Barack Obama and John McCain have both pledged, if elected, to close the offshore prison at Guantanamo Bay. Amnesty International Secretary General Irene Khan this week urged whoever wins to make good on that promise in his first 100 days in office.
The current trial, which charges Ali Hamza al-Bahlul with being bin Laden's media specialist, is only the second held since then-defence secretary Donald Rumsfeld outlined the initial rules in March 2002.
Only one more is scheduled before Bush's term ends Jan. 20: a relatively minor case that charges an Afghan with wounding two U.S. soldiers and their interpreter when he was 16 or 17 in 2002. A judge threw out his confession this week because it was obtained through torture.
In all, 255 men are being held at Guantanamo, the great majority without charges. Army Col. Lawrence Morris, Guantanamo's chief prosecutor, said two dozen cases are at various stages, with another dozen or so moving toward charges.
But Morris' predecessor, retired Air Force Col. Morris Davis, said those cases will likely never be brought forward as war-crimes trials, known as military commissions, at Guantanamo Bay. He said trials could conceivably be held elsewhere, but the system would need to be fundamentally changed for that to happen.
"Whoever wins next week should ask the Bush administration to suspend the military commissions since the winner inherits all the mess that piles up from now until inauguration day," said Davis, who quit last year complaining of political interference.
The Pentagon declined to comment on the future of the trials. A spokesman, navy Cmdr. Jeffrey Gordon, instead referred to a statement he made last summer, when he said the U.S. is trying to decrease Guantanamo's prison population and doesn't want to be the world's jailer.
The heyday for journalists seems to be history. Only months ago, the military periodically flew dozens of print reporters, TV crews, pool photographers and sketch artists to Guantanamo Bay from Andrews Air Force Base near Washington.
Once they landed in the arid heat, they were met by soldiers who shepherded them in buses and a boat across the bay to a press room to watch court proceedings on a big-screen TV. Military public affairs officers stood by to answer questions.
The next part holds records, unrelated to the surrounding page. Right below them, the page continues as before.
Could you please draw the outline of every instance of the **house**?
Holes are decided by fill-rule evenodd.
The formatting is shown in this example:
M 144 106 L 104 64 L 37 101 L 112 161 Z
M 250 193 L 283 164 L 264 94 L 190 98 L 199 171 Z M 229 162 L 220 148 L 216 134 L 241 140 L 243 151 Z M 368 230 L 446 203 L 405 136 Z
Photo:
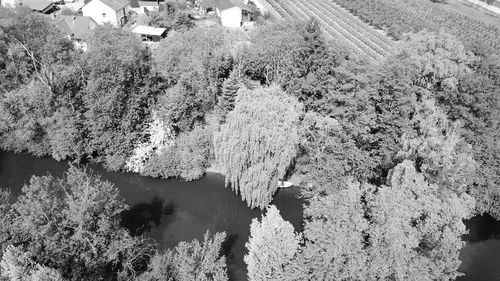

At night, the journalists were ferried back across the bay to their Combined Bachelor Quarters, where they shared drinks and conversation before falling into bed.
These days, the military press liaisons outnumber the journalists. Only reporters from The Associated Press, Reuters and the Miami Herald were present for this week's trial.
The reporters don't stay across the bay during the hearings anymore. Now, they sleep in tents erected on a cracked, abandoned airstrip near the two courthouses. Camp Justice has roughly 100 tents, each with six beds. Thrumming generators that provide power for the vacant tents drown out the insects and birds.
Overhead, turkey vultures soar on thermal updrafts, as if waiting for the whole affair to roll over, legs up.